Mas, embora muitos tenham ouvido uma estranha semelhança entre “Sky” e a personagem “Her” de Johansson, uma atriz foi contratada para criar a voz de Sky meses antes de Altman entrar em contato com Johansson, de acordo com documentos, gravações, diretores de elenco e o agente da dubladora.
A agente, que falou sob condição de anonimato para garantir a segurança de sua cliente, disse que a atriz confirmou que nem Johansson nem o filme “Ela” foram mencionados pela OpenAI. A voz natural da atriz soa idêntica à voz Sky gerada pela IA, com base em breves gravações de seu teste de voz inicial analisadas pelo Post. A agente disse que o nome Sky foi escolhido para indicar um som frio, arejado e agradável.

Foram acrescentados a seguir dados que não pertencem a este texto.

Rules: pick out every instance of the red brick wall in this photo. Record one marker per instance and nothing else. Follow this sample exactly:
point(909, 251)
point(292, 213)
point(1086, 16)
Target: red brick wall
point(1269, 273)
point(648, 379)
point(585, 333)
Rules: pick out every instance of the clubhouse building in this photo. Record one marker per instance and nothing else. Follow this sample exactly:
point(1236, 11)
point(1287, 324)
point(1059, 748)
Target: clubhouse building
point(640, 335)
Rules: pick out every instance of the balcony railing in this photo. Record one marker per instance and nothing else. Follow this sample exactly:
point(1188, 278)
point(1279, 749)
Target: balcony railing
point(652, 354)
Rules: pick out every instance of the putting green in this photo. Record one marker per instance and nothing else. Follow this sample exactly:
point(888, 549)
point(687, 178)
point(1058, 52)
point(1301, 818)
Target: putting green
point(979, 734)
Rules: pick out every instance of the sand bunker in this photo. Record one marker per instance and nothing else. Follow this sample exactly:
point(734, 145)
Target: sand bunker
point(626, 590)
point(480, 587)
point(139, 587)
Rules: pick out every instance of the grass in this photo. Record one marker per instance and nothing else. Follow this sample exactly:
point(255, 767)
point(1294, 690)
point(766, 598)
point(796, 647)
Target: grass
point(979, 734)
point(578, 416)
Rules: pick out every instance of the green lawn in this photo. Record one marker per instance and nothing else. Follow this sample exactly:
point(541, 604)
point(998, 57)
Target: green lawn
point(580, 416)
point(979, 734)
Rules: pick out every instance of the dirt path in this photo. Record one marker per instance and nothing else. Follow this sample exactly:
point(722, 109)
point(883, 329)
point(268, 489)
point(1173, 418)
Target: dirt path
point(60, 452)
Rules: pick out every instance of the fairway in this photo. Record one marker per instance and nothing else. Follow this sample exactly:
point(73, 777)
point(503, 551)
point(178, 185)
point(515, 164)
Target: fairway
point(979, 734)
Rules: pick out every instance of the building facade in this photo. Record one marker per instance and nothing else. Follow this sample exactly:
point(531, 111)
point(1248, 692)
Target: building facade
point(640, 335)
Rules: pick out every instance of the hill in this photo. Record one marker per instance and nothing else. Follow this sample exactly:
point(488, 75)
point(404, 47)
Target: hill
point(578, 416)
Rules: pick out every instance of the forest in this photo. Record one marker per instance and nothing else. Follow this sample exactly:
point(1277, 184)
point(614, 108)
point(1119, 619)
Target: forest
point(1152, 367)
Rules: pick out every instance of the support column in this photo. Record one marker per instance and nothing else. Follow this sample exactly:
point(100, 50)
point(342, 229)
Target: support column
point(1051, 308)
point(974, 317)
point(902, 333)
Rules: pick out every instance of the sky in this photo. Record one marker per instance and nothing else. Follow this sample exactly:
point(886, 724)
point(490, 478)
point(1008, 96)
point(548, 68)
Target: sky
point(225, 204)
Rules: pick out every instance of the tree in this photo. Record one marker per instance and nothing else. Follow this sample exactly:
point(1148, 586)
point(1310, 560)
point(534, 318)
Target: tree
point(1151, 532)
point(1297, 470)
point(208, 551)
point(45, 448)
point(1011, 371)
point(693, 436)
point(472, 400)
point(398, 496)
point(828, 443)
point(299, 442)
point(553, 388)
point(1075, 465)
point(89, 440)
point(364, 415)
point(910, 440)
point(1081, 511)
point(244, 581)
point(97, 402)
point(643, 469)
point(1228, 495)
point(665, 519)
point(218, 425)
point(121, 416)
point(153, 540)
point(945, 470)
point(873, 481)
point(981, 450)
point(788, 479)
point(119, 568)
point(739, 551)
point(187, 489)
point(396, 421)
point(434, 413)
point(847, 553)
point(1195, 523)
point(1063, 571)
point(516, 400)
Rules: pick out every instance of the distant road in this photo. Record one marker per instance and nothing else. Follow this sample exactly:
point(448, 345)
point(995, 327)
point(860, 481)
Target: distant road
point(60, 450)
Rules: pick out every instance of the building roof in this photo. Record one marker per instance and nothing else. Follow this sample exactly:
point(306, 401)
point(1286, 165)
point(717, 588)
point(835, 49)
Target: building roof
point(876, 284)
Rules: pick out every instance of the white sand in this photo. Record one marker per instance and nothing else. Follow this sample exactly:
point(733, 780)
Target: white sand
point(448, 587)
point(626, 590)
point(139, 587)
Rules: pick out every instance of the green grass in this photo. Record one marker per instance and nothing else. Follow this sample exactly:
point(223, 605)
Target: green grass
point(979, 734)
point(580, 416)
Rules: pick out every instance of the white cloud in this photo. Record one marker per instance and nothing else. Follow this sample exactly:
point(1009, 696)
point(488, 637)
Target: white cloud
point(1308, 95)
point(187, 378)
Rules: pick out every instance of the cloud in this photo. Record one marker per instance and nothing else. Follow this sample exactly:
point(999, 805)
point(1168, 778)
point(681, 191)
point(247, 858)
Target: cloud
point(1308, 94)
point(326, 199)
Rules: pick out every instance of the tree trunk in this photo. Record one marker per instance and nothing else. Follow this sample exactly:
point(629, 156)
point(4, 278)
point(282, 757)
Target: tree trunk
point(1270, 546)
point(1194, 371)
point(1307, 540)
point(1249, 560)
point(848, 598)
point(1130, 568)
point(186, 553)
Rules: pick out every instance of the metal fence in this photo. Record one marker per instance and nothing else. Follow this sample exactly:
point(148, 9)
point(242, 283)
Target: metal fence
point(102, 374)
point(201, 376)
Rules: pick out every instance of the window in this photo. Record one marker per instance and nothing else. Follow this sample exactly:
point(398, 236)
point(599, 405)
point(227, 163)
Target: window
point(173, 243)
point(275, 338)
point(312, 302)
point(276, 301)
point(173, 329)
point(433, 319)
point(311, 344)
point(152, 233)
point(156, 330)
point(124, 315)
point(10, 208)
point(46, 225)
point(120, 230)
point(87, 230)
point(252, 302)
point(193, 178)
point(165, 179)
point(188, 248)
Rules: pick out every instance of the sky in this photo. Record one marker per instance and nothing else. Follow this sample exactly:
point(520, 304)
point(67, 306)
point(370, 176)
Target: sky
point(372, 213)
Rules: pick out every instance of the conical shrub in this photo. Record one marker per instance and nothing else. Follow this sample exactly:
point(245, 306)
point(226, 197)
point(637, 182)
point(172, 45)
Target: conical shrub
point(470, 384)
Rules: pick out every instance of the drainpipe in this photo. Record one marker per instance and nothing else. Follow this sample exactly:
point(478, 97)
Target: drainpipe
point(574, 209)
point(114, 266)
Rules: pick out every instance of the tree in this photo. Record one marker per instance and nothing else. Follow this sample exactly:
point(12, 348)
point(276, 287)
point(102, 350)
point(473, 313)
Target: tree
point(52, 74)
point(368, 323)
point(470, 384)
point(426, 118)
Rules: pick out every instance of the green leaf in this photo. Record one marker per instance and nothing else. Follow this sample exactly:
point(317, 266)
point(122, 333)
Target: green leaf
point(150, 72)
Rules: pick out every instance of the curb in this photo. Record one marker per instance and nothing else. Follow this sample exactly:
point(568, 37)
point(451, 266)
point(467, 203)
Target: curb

A OpenAI interrompeu o uso de Sky no ChatGPT no domingo, 18, publicando uma postagem no blog detalhando o longo processo de desenvolvimento de cinco vozes de IA diferentes, lançadas pela primeira vez em setembro. Em resposta às acusações de Johansson, Altman disse em um comunicado que a OpenAI “nunca teve a intenção” de que a voz de Sky se parecesse com a de Johansson e que uma dubladoa havia sido escolhida antes de ele entrar em contato com ela.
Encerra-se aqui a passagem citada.